Let’s see what happens if we add one thousand items to a vector of 32-bit numbers:
let mut v = vec![0; 0];
let mut prev_capacity = std::usize::MAX;
for i in 0..1_000 {
    let cap = v.capacity();
    if cap != prev_capacity {
        println!("{} {} {}", i, v.len(), cap);
        prev_capacity = cap;
    }
    v.push(1);
}
This could print:
0 0 0
1 1 4
5 5 8
9 9 16
17 17 32
33 33 64
65 65 128
129 129 256
257 257 512
513 513 1024

Well, it also will print the same for vectors whose items are of most other types.

The variable cap stores the current capacity of the vector; the variable prev_capacity stores the previous capacity of the vector, and it is initialized to a huge value.

At each iteration, before adding an item to the vector, it is checked to see if the capacity has changed. Each time the capacity changes, both the number of inserted items and the current capacity are printed.

It appears that the capacity is always a power of two, and all the powers of two are passed, just skipping the value 2. In this way, there are just 9 allocations, 8 deallocations, and 4 + 8 + 16 + 32 + 64 + 128 + 256 + 512 == 1020 copies. So, the actual standard library algorithm is much more efficient than the naive version described at the beginning of this section.

In general, filling a vector by pushing one item at a time causes a number of allocations and deallocation that is a logarithm of the total number of items, so a number that is much smaller than the number of items, for a rather large number of items.
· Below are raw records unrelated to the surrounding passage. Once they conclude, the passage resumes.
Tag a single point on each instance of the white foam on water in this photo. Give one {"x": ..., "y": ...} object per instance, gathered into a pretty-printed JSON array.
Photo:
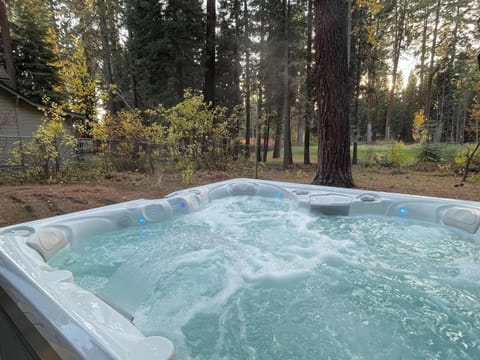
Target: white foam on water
[{"x": 260, "y": 279}]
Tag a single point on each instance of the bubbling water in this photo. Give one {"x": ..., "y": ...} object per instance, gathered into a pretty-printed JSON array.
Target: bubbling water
[{"x": 254, "y": 278}]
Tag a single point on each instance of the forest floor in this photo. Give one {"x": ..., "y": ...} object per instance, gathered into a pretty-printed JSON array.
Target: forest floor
[{"x": 21, "y": 203}]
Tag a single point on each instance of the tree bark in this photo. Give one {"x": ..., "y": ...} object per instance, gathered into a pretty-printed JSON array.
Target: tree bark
[
  {"x": 397, "y": 44},
  {"x": 287, "y": 137},
  {"x": 309, "y": 86},
  {"x": 106, "y": 53},
  {"x": 432, "y": 70},
  {"x": 7, "y": 45},
  {"x": 209, "y": 86},
  {"x": 333, "y": 94},
  {"x": 247, "y": 83}
]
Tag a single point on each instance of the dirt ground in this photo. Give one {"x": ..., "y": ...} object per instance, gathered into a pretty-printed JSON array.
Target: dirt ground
[{"x": 21, "y": 203}]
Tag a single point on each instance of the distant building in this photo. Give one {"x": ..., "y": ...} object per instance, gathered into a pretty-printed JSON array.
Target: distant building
[{"x": 20, "y": 119}]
So, adding an item at a time is quite efficient. Though, if you can estimate the number of items that will be contained in the vector, you can improve this efficiency by preallocating the required buffer, like this code does:
let mut v = Vec::with_capacity(800);
let mut prev_capacity = std::usize::MAX;
for i in 0..1_000 {
    let cap = v.capacity();
    if cap != prev_capacity {
        println!("{} {} {}", i, v.len(), cap);
        prev_capacity = cap;
    }
    v.push(1);
}
It will print:
0 0 800
801 801 1600

This program is identical to the previous one, except for the first line. The function Vec::with_capacity creates a vector with a preallocated buffer, large enough to contain the specified number of items. It specified a capacity of 800 items, so until such capacity is exceeded, no allocation happens after the initialization. When the 801st item is pushed, the capacity is bumped to 1600.